RNA molecules are single copies of the DNA of a cell. They transfer the genetic information of the DNA and serve as a template for the production of proteins that control all processes in the cell. These small information carriers are regulated over their lifetime, or rather half-life. After their production, RNA molecules serve as a template for protein production for a limited time before they are degraded.

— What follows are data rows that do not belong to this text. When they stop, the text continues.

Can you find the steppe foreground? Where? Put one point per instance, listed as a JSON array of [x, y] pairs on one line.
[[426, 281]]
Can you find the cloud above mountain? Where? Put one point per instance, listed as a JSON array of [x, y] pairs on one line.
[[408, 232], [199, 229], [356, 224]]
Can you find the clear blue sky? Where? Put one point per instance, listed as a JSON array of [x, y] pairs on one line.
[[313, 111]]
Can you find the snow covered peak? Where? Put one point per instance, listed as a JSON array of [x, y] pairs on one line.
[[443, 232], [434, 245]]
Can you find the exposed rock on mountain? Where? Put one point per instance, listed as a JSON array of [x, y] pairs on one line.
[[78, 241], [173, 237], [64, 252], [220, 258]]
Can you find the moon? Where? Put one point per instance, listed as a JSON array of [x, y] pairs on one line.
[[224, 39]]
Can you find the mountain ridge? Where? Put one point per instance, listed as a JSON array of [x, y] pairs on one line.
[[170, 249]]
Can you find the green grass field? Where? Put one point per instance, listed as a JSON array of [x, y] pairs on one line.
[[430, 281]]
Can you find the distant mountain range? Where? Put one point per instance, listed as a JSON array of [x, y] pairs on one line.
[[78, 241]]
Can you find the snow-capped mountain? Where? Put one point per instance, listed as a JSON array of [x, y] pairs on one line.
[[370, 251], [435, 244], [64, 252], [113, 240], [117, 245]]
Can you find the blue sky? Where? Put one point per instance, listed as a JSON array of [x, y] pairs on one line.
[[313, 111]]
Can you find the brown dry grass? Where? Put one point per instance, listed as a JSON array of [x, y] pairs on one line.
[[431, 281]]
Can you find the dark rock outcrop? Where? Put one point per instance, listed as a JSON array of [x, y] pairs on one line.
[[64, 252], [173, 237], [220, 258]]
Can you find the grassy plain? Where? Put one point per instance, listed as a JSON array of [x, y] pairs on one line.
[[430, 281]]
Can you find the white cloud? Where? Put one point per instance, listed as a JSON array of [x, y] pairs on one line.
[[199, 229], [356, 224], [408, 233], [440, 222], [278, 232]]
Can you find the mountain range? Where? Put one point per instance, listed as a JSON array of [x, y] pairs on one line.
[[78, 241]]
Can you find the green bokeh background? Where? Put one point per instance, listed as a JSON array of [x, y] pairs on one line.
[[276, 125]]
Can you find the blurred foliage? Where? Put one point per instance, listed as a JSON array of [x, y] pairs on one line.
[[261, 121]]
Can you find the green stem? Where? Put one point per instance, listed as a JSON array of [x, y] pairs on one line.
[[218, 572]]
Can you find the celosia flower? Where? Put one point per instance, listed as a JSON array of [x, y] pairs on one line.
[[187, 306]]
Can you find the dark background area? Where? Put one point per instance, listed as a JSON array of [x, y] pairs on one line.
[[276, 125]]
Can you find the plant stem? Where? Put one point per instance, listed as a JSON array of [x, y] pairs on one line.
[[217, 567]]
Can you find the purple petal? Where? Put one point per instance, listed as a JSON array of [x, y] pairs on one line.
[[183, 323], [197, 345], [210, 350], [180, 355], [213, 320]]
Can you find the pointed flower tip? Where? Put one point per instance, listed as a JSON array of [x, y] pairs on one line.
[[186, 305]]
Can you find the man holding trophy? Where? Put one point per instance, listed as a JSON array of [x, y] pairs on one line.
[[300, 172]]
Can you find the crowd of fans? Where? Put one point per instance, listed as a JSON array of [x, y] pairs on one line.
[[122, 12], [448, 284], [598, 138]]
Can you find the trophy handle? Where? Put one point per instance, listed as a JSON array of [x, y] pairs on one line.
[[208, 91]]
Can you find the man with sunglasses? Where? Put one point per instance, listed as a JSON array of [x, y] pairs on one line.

So far, there have been two scientific methods used to measure the half-life of the RNAs. As Prof. Attila Becskei's research team at the Biozentrum, University of Basel, discovered, these conventional methods can be rather inaccurate and sometimes give inconsistent results. Becskei's team has now found a new way to show that RNA molecules do not live on average for 20 minutes, but only two minutes. "This was a challenging task for us because nobody knew in advance which method would deliver the right results," says Becskei.


The "Gene Control Method" shows: RNAs live briefly


The half-life of an RNA is relevant for scientific studies on the cell cycle. The whole process of cell division depends on the right amount of proteins to be available at the right time. If the concentrations in certain phases of the cell cycle do not match, errors occur.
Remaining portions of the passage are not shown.